Le 21 août 1974, la vie de JC Blackburn chamboule, alors qu’il est victime d’un grave accident de moto. Une voiture lui coupe le chemin et engloutit sa moto. Âgé de 21 ans, la vie du motocycliste prend une tournure inattendue.

ême s’il ne se souvient plus de la violence de l’impact, il n’oubliera jamais ce moment où il a ouvert les yeux à l’urgence et qu’il a vu un de ses amis à son chevet qui tentait de le rassurer en lui disant qu’il venait d’avoir un accident de moto. Quand le médecin lui annonce qu’il est paraplégique, qu’il a reçu un coup à la colonne et que ses jambes ne fonctionneraient plus jamais, le choc est terrible. Enfant unique, ayant perdu son père à l’âge de quatre ans et sa mère habitant à six heures de route du Saguenay, un combat en solitaire l’attend.

« J’ai été un an et demi à ne rien faire en me disant que demain j’allais marcher. Et le lendemain, je me disais que demain j’allais marcher. Ainsi de suite, tous les jours, pendant un an et demi », se remémore l’homme en fauteuil roulant. Puis, un jour, il n’était plus capable de rester sédentaire. « Je suis quelqu’un qui a besoin de bouger. Il faut toujours que je fasse de quoi », lance M. Blackburn. Comme il devait faire une croix sur son ancien emploi à l’Alcan, il décide de reprendre le chemin des études. Peintre, débosseleur, soudeur et mécanicien de formation, il réoriente sa carrière et entame des études en administration au cégep, puis à l’université. 

Vaillant et déterminé à être autonome, il réussit à faire adapter sa voiture pour la conduire lui-même et il remonte même sur des motoneiges ! « De la volonté tu en as ou tu n’en as pas. C’est en toi. Ça ne s’apprend pas », réfléchit sagement JC. 

En 1981, il est donc engagé chez Air Saguenay. Pour cette entreprise, son handicap n’est pas une contrainte. « J’ai tout fait. J’ai été répartiteur, contrôleur et acheteur », précise-t-il. Pendant 35 ans, tous les jours, il se levait tôt, l’hiver il grattait son entrée avec son petit tracteur et il partait de Jonquière pour aller travailler avec sa voiture adaptée. C’est dans son fauteuil roulant qu’il a fait construire sa maison. Il a rencontré sa femme, il s’est marié et il a vu grandir sa fille. 

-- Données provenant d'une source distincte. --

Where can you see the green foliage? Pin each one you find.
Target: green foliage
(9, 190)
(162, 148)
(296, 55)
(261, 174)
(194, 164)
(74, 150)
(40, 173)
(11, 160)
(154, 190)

Ambitieux, il a longtemps rêvé d’être concessionnaire de véhicules récréatifs Polaris. Pour assouvir son rêve, il a transformé son garage personnel en véritable salle de jeux pour amateur de mécanique. 

Loisirs

Depuis 2015, il est à la retraite, mais pas question de ne rien faire. Tous les jours il travaille dans son garage. « J’ai même commencé à m’entraîner trois jours par semaine », ajoute fièrement M. Blackburn, qui ne doit pas perdre sa force dans ses bras. C’est avec la force de ses bras qu’il peut faire différents transferts entre son fauteuil roulant et les machines qu’il conduit. Il se trouve constamment des projets, il invente, il répare et il adapte son garage pour qu’il soit le plus polyvalent possible.
« Une personne en fauteuil roulant n’a pas besoin de tant d’adaptation que ça. Tant qu’on peut se tourner dans cinq pieds carrés », remarque-t-il. Jouer de la guitare fait aussi partie des loisirs de M. Blackburn, qui possède une dizaine de ces magnifiques instruments. « La musique me permet de refaire le plein d’énergie », constate le musicien.

Espoir

Même 43 ans après son accident, JC Blackburn n’a jamais perdu espoir de remarcher un jour. « J’ai essayé plein d’affaires et j’ai rencontré tous les charlatans du Québec », raconte celui qui a longtemps cherché un remède miracle. À l’affût des nouveautés, il est membre de l’organisme Moelle épinière et motricité Québec (MEMO), qui intervient pour faciliter l’intégration sociale des personnes ayant une lésion à la moelle épinière, faire la promotion de leurs droits et soutenir la recherche.

« Je suis certain qu’un jour je vais remarcher », conclut le vaillant homme de Jonquière.